You are getting error messages for the New Relic Kubernetes integration in your New Relic Infrastructure logs.
Below are some solutions to the most common Kubernetes integration errors. These errors will show up in the standard (non-verbose) Infrastructure agent logs. If you need more detailed logs (for example, when working with New Relic support), see Kubernetes logging.
- Invalid New Relic license
If the license you are using is invalid then you will see an error like this in the logs:
2018-04-09T14:20:17.750893186Z time="2018-04-09T14:20:17Z" level=error msg="metric sender can't process 0 times" error="InventoryIngest: events were not accepted: 401 401 Unauthorized Invalid license key."

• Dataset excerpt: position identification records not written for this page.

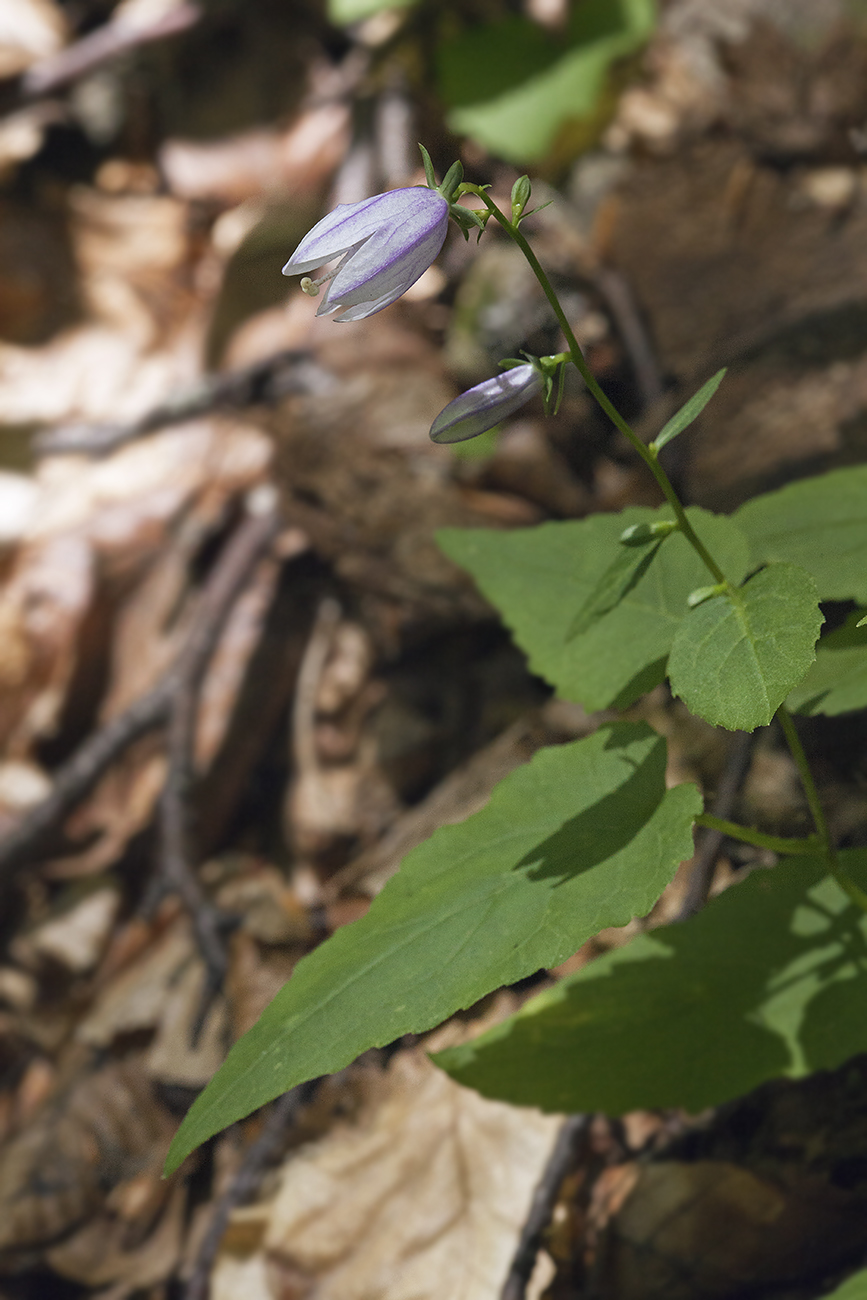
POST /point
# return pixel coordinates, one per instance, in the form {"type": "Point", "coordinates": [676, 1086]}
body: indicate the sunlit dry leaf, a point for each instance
{"type": "Point", "coordinates": [424, 1196]}
{"type": "Point", "coordinates": [29, 30]}
{"type": "Point", "coordinates": [77, 937]}
{"type": "Point", "coordinates": [42, 610]}
{"type": "Point", "coordinates": [260, 161]}
{"type": "Point", "coordinates": [137, 997]}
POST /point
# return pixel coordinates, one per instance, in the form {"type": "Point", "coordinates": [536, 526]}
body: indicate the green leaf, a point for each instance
{"type": "Point", "coordinates": [768, 980]}
{"type": "Point", "coordinates": [511, 85]}
{"type": "Point", "coordinates": [736, 658]}
{"type": "Point", "coordinates": [627, 568]}
{"type": "Point", "coordinates": [343, 12]}
{"type": "Point", "coordinates": [837, 681]}
{"type": "Point", "coordinates": [581, 837]}
{"type": "Point", "coordinates": [853, 1288]}
{"type": "Point", "coordinates": [537, 577]}
{"type": "Point", "coordinates": [689, 412]}
{"type": "Point", "coordinates": [819, 524]}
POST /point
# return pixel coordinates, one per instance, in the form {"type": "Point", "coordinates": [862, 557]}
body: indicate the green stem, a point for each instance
{"type": "Point", "coordinates": [822, 840]}
{"type": "Point", "coordinates": [777, 844]}
{"type": "Point", "coordinates": [589, 378]}
{"type": "Point", "coordinates": [796, 748]}
{"type": "Point", "coordinates": [854, 892]}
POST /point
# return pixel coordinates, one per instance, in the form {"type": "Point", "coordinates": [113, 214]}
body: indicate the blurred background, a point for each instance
{"type": "Point", "coordinates": [238, 680]}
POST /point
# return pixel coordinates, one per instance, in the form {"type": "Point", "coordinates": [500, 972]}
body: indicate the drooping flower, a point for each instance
{"type": "Point", "coordinates": [488, 403]}
{"type": "Point", "coordinates": [385, 245]}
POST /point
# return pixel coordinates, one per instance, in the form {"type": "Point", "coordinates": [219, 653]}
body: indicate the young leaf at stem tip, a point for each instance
{"type": "Point", "coordinates": [627, 568]}
{"type": "Point", "coordinates": [688, 412]}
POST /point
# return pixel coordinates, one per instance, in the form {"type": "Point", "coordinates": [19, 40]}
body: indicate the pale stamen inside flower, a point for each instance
{"type": "Point", "coordinates": [312, 286]}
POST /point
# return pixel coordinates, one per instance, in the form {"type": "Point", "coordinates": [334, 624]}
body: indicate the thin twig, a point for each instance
{"type": "Point", "coordinates": [178, 857]}
{"type": "Point", "coordinates": [246, 1183]}
{"type": "Point", "coordinates": [710, 843]}
{"type": "Point", "coordinates": [267, 381]}
{"type": "Point", "coordinates": [78, 776]}
{"type": "Point", "coordinates": [560, 1161]}
{"type": "Point", "coordinates": [99, 47]}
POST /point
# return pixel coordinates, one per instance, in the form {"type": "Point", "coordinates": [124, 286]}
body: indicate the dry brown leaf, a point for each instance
{"type": "Point", "coordinates": [29, 30]}
{"type": "Point", "coordinates": [104, 1130]}
{"type": "Point", "coordinates": [108, 1249]}
{"type": "Point", "coordinates": [423, 1196]}
{"type": "Point", "coordinates": [260, 161]}
{"type": "Point", "coordinates": [137, 997]}
{"type": "Point", "coordinates": [76, 939]}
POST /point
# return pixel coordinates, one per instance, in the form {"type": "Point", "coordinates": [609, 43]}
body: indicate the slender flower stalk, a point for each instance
{"type": "Point", "coordinates": [385, 243]}
{"type": "Point", "coordinates": [485, 404]}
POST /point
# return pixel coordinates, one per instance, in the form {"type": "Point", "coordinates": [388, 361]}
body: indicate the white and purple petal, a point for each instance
{"type": "Point", "coordinates": [386, 243]}
{"type": "Point", "coordinates": [485, 404]}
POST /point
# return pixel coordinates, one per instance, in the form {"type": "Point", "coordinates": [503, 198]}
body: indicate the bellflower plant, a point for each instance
{"type": "Point", "coordinates": [586, 835]}
{"type": "Point", "coordinates": [491, 401]}
{"type": "Point", "coordinates": [485, 404]}
{"type": "Point", "coordinates": [385, 243]}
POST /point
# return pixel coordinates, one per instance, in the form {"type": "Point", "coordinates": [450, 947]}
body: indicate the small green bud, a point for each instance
{"type": "Point", "coordinates": [430, 177]}
{"type": "Point", "coordinates": [640, 534]}
{"type": "Point", "coordinates": [451, 180]}
{"type": "Point", "coordinates": [520, 198]}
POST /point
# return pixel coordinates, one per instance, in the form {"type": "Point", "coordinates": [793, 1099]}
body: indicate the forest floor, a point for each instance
{"type": "Point", "coordinates": [239, 681]}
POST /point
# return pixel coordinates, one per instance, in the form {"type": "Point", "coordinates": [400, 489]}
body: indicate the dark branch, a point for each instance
{"type": "Point", "coordinates": [246, 1183]}
{"type": "Point", "coordinates": [562, 1160]}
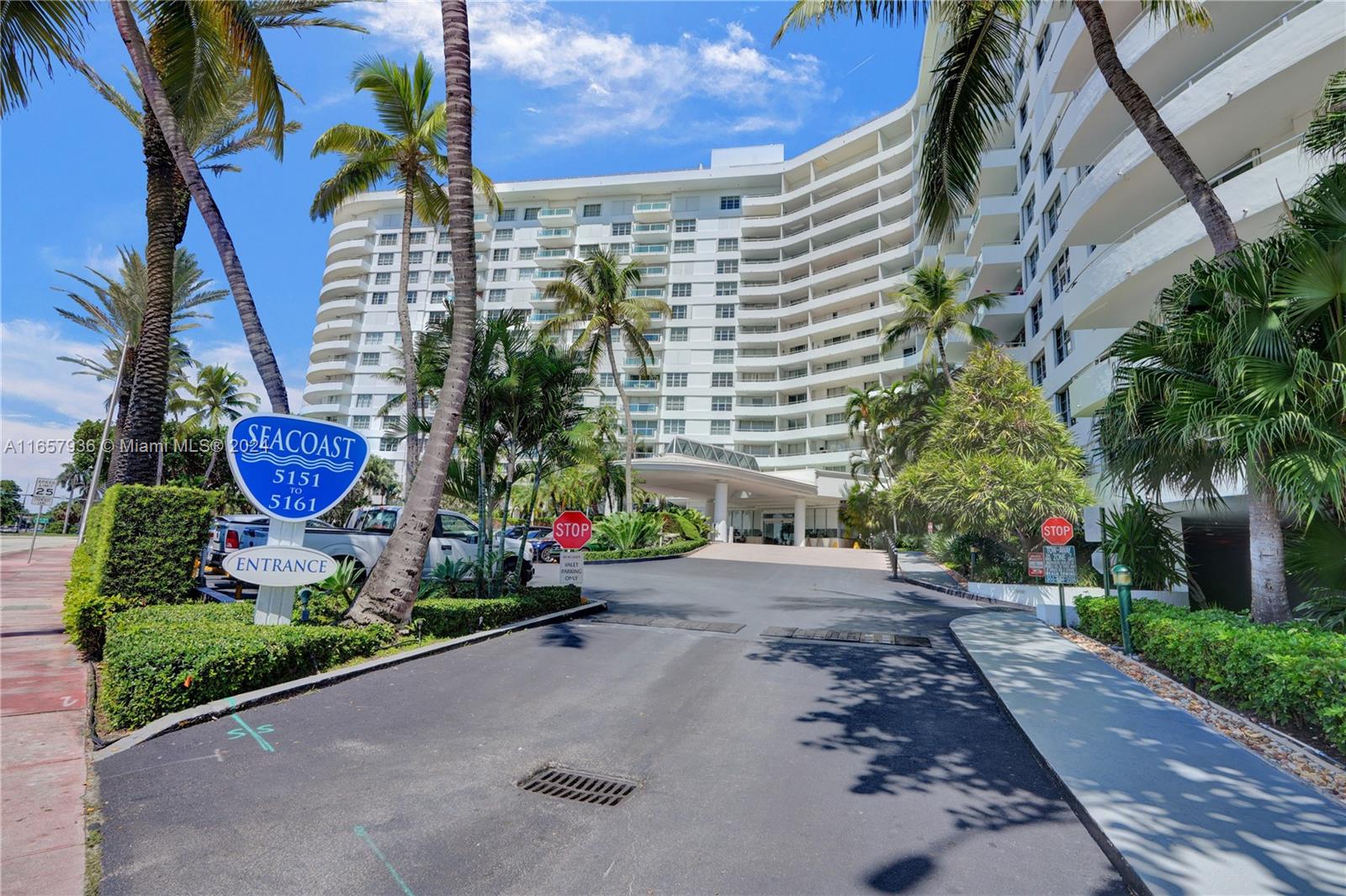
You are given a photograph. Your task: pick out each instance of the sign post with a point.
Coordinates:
(44, 493)
(572, 530)
(293, 469)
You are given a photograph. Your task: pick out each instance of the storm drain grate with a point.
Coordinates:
(582, 787)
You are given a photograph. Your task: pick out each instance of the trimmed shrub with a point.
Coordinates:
(161, 660)
(139, 549)
(1292, 673)
(663, 550)
(458, 617)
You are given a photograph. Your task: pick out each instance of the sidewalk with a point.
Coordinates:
(1177, 806)
(42, 729)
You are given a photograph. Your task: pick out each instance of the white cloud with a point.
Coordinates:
(602, 83)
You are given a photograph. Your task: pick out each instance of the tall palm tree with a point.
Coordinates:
(390, 588)
(596, 292)
(188, 70)
(410, 152)
(215, 400)
(932, 307)
(973, 85)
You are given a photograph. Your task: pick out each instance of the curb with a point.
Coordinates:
(219, 708)
(1135, 883)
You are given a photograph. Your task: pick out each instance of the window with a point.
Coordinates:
(1061, 275)
(1060, 343)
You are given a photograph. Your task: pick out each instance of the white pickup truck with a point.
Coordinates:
(363, 538)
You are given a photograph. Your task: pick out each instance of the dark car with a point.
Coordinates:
(545, 550)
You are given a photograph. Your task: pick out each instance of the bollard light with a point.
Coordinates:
(1121, 577)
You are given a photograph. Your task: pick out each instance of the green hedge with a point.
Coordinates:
(1292, 673)
(161, 660)
(138, 550)
(663, 550)
(457, 617)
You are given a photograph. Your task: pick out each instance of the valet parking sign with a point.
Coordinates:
(293, 469)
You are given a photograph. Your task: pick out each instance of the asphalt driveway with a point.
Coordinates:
(765, 766)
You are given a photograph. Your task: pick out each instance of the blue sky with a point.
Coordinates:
(560, 89)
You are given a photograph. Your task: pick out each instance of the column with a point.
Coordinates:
(722, 512)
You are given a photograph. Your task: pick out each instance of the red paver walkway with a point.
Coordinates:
(42, 736)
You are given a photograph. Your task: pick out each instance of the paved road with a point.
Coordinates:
(765, 766)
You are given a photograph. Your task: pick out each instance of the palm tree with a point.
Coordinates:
(408, 152)
(973, 87)
(35, 34)
(215, 400)
(932, 305)
(596, 292)
(188, 73)
(390, 588)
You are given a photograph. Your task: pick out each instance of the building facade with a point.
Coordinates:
(777, 269)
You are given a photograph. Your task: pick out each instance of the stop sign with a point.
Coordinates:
(572, 530)
(1057, 530)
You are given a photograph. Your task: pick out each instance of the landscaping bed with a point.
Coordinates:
(1292, 676)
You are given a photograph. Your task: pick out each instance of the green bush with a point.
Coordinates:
(457, 617)
(161, 660)
(661, 550)
(1292, 673)
(139, 550)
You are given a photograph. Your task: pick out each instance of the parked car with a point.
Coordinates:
(545, 550)
(363, 540)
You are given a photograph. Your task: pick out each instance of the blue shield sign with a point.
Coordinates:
(294, 467)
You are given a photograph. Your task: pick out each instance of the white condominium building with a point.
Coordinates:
(777, 268)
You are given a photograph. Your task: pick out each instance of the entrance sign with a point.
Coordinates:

To resolve this problem make sure you specify a valid license key. The key should be surrounded with quotes and no leading or trailing spaces. Example:
- name: "NRIA_LICENSE_KEY" value: "1234567890abcdefghijklmnopqrstuvwxyz1234"
- Error sending events
If the agent is not able to connect to New Relic servers you will see an error like the following in the logs:
2018-04-09T18:16:35.497195185Z time="2018-04-09T18:16:35Z" level=error msg="metric sender can't process 1 times" error="Error sending events: Post https://staging-infra-api.newrelic.com/metrics/events/bulk: net/http: request canceled (Client.Timeout exceeded while awaiting headers)"
Depending on the exact nature of the error the message in the logs may differ.
To address this problem, see the New Relic networks documentation.
- Failed to discover kube-state-metrics
The Kubernetes integration requires kube-state-metrics. If that is not found, you will see an error like the following in the newrelic-infra container logs:
2018-04-11T08:02:41.765236022Z time="2018-04-11T08:02:41Z" level=error msg="executing data source" data prefix="integration/com.newrelic.kubernetes" error="exit status 1" plugin name=nri-kubernetes stderr="time=\"2018-04-11T08:02:41Z\" level=fatal msg=\"failed to discover kube-state-metrics endpoint, got error: no service found by label k8s-app=kube-state-metrics\"\n"
Common reasons for this error include:
- kube-state-metrics has not been deployed into the cluster.
- kube-state-metrics is deployed using a custom deployment.
- There are multiple versions of kube-state-metrics running and the Kubernetes integration is not finding the correct one.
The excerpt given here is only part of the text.